WASHINGTON – Hundreds of advocates met in Washington last week to discuss ways to convince Congress to pass more legislation to benefit crime victims.
The conference was hosted by The National Center for Victims of Crime.
The groups' mission is to “secure resources,rights and protections for crime victims.” Along with safety advice and tips for trauma victims,workshops provided information on everything from educating juries to handling the media after a crime.
“Coming to something like this lets you know that maybe you're not the only one trying to help people,” Therasa Zito said on the last day of the conference.
Zito works for the Jane Addams Hull House Association in Chicago,which provides domestic violence and sexual assault services to victims. She was joined by hundreds of members of organizations and advocacy groups that aim to help crime victims rebuild their lives.
Zito said it was “unreal” how much was being presented to people at the conference.
“To see what other folks are able to do in other states,you can go,‘Oh hey,Chicago may be able to do that.' It gives you some really great ideas,” she said.
At the top of the to-do list for the conference was getting Congress to pass legislation to support the National Center for Crime Victims' mission,as well as pushing bills that have been introduced but haven't been approved
Workshop speaker Susan Howley said Sen. Joe Biden,D-Del.,was interested in re-introducing the Crime Victims With Disabilities Act. The bill would provide more funding for disabled victims and spur research in the field of investigating these crimes.
The conference addressed help for many types of victims,including those with disabilities,those who are mentally ill, international victims,gang victims and victims aboard cruise ships.
Howley said that,although the FBI can technically investigate crimes that happen to American victims on ships,it usually doesn't.

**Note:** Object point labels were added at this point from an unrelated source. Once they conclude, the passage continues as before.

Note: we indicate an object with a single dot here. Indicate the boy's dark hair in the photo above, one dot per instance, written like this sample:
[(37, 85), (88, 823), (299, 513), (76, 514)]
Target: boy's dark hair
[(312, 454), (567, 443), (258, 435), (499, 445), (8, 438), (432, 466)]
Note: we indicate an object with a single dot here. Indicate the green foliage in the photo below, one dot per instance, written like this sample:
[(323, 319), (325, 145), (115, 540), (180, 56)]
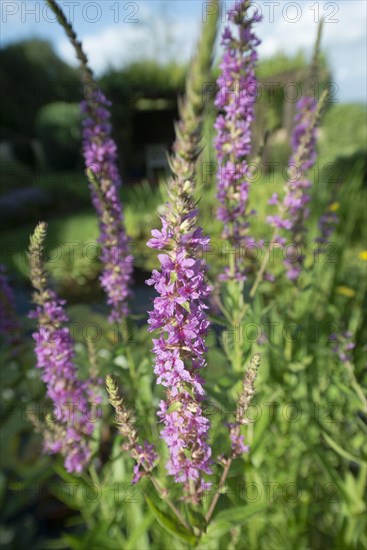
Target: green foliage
[(59, 129), (45, 78)]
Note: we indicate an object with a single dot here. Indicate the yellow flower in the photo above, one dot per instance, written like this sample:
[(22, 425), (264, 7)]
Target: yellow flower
[(345, 291)]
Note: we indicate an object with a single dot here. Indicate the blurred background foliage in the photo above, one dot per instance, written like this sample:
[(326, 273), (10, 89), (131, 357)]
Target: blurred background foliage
[(308, 447)]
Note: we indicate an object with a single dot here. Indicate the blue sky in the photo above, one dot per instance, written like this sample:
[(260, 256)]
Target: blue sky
[(115, 32)]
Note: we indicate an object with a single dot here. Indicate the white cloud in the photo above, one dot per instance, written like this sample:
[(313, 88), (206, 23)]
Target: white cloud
[(116, 45), (171, 36)]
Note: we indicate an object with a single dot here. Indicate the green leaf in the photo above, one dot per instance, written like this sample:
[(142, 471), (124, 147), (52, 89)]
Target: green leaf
[(225, 520), (170, 524), (341, 452), (240, 514)]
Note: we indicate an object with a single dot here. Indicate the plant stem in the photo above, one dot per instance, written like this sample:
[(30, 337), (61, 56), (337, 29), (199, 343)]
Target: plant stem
[(357, 388), (263, 266), (217, 494), (164, 496)]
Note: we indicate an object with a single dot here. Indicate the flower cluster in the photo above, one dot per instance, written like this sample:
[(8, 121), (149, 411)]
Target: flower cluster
[(144, 455), (71, 428), (294, 210), (244, 401), (100, 154), (180, 311), (236, 99)]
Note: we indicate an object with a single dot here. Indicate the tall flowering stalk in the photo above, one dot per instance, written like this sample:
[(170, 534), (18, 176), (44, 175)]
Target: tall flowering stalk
[(294, 210), (236, 97), (70, 431), (180, 310), (237, 440), (144, 455), (100, 156)]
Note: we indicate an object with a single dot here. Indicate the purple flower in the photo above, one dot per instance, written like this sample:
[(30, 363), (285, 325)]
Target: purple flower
[(236, 100), (100, 155), (145, 458), (293, 211), (69, 431), (70, 396), (180, 315)]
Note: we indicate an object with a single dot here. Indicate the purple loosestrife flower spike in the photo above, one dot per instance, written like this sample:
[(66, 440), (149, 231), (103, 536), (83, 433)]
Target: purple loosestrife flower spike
[(293, 211), (10, 327), (180, 310), (71, 430), (244, 401), (100, 155), (144, 455), (236, 99)]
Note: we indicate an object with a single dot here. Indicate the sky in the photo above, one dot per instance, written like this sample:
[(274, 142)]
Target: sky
[(115, 32)]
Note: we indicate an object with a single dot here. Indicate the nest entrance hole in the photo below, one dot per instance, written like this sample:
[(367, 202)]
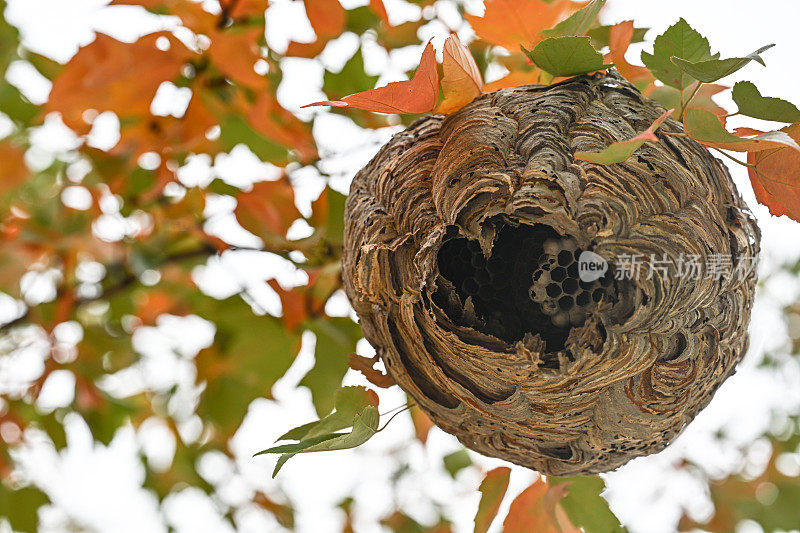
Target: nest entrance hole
[(497, 288)]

“People who are victimized on cruise ships have no access to justice,” she said. “Cruise ships spend most of its time in international waters,so there's no police.”
She also said victims sometimes leave ships to fly home,and witnesses seem to “disappear.”
Howley said Rep. Christopher Shays,R-Conn.,was re-introducing a bill that would require cruise ships to report violent crime to the FBI or U.S. Coast Guard within four hours.
Shays was described as a champion of crime initiatives at the conference.
Howley also said Sen. Byron Dorgan,D-N.D.,was “actively pursuing” a new restitution bill. It would allow courts to freeze assets that could be used to compensate crime victims if the person charged is convicted because it can be difficult to collect after a conviction.
“At the federal level,there is $46 billion in criminal debt that's outstanding,” Howley said. “And most of that is restitution.”
The National Center for Victims of Crime holds a national conference every two years.